Debit and credit cards are in everyone’s wallets, so they are an easy way to take one-off and spontaneous payments - and funds arrive in the business’s account very quickly.
Cards can expire and most debit cards have limits on them per day (often £5 or £10k), which may cause payment failure.
A one-time transfer of funds from a customer's bank account to their investment account, which is done by logging into your online banking. Depending on the amount transferred, there can be no charge involved and it can often be done from a customer’s computer with just their bank account details.
Customers need to have payment details to hand and log into their own banking account to complete the payment. Bank transfers can be used for higher amounts (which surpass the recommended limit of £5000 for a Direct Debit).

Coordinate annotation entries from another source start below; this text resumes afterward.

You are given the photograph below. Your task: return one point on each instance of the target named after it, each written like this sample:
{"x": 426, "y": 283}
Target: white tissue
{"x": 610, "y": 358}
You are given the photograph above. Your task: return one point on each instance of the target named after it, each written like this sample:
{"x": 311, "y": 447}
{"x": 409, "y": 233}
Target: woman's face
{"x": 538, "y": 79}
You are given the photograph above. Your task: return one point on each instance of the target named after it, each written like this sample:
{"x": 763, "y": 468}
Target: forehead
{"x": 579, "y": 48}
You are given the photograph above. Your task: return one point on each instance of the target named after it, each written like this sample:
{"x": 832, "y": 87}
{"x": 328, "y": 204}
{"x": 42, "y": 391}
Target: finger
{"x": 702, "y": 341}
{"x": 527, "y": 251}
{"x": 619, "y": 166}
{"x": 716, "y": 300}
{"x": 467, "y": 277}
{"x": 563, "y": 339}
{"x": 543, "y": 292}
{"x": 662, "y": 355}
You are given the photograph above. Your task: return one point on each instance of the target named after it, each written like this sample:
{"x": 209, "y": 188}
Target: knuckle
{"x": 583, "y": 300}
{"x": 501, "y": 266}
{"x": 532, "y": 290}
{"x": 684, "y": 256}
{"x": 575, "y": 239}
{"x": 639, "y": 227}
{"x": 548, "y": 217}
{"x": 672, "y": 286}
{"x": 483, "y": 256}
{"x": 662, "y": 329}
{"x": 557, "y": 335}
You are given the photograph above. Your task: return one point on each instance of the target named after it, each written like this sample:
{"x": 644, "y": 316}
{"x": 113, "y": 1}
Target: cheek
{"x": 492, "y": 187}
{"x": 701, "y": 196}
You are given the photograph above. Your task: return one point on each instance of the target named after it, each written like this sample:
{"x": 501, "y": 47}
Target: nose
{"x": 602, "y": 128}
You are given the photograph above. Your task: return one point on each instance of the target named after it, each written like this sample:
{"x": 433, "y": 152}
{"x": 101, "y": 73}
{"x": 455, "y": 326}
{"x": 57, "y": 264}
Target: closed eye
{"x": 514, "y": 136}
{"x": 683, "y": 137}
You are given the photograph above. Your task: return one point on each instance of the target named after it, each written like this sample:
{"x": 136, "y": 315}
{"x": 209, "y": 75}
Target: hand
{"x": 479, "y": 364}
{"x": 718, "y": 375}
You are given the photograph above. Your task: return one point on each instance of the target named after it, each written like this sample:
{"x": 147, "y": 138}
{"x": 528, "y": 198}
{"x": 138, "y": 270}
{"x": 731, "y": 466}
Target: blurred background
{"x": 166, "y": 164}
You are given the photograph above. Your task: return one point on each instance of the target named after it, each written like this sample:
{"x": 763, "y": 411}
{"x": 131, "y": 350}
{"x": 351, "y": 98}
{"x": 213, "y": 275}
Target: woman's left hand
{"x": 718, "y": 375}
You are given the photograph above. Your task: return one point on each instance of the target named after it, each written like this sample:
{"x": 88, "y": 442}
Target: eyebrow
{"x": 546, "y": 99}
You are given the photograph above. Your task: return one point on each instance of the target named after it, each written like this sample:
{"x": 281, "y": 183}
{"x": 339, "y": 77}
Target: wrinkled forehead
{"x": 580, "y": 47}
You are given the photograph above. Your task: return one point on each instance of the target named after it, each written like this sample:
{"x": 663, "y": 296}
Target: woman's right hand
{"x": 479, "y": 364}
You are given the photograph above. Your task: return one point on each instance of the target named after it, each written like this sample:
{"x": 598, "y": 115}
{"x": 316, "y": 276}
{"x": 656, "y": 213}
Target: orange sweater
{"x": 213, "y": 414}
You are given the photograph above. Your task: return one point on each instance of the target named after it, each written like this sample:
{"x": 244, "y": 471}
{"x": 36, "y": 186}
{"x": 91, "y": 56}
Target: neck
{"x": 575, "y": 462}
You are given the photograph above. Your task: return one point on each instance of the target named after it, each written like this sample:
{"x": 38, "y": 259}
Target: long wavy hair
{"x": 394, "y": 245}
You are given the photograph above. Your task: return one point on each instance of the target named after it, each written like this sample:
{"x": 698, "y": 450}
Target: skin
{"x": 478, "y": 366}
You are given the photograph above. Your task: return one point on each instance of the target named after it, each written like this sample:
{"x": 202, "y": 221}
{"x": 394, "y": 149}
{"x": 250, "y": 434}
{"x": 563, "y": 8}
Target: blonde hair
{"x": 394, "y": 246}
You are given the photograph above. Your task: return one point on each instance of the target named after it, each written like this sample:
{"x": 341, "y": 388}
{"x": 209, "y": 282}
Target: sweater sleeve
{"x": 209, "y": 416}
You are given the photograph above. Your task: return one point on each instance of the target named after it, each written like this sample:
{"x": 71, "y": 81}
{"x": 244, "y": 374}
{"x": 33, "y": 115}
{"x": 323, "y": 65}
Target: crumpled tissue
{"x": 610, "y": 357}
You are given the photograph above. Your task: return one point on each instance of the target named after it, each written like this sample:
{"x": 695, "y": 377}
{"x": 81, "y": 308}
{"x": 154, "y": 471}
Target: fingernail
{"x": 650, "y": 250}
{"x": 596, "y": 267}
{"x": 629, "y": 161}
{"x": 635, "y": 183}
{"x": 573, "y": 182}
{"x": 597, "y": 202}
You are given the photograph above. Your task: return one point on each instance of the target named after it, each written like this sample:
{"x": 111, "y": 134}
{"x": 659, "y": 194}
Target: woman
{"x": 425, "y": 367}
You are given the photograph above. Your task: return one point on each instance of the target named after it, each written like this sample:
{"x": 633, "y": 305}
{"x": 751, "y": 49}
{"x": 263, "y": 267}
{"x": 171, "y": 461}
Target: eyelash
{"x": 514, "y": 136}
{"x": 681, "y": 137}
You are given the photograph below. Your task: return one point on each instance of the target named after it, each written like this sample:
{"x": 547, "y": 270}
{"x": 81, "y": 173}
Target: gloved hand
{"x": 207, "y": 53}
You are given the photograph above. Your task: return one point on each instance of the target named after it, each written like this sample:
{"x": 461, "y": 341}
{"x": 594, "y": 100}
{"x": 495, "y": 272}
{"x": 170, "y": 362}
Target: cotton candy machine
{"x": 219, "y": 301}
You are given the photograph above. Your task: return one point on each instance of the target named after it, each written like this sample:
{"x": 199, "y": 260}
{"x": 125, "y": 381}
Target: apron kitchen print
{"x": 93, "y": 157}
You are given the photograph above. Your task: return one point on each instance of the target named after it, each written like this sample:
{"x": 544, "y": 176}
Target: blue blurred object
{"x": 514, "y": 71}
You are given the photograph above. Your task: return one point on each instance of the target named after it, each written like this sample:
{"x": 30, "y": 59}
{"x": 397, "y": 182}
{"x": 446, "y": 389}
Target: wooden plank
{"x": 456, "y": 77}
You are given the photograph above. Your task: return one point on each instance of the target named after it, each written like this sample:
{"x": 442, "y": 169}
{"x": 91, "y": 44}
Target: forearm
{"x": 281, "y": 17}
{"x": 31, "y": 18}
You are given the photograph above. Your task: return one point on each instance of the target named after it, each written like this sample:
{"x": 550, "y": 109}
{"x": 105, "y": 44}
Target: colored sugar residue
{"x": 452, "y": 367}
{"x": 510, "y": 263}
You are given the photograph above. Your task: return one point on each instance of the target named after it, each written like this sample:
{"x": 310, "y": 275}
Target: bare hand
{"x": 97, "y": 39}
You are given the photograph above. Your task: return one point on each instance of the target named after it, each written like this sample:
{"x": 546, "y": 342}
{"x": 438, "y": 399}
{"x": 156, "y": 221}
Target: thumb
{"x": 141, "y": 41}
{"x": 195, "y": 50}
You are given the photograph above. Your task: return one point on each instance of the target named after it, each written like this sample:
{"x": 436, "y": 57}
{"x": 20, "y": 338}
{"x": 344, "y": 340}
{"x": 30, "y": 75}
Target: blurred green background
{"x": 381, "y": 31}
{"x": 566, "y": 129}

Cheques are free to use, but can take a few days to arrive and require the business receiving them to put in place manual processes to deal with, process and reconcile payments.
While cheques are now seen as old fashioned, some companies still offer this option.
AJ Bell is one of the UK’s leading online investment platforms with £39 billion assets under management. One of its products is a Lifetime ISA, with its website stating that, ‘single payments can only be made by debit card or cheque. Regular payments must be made monthly or annually by Direct Debit.’
“We provide these payment methods as they are straightforward and convenient for customers to use,” a company spokesperson tells GoCardless.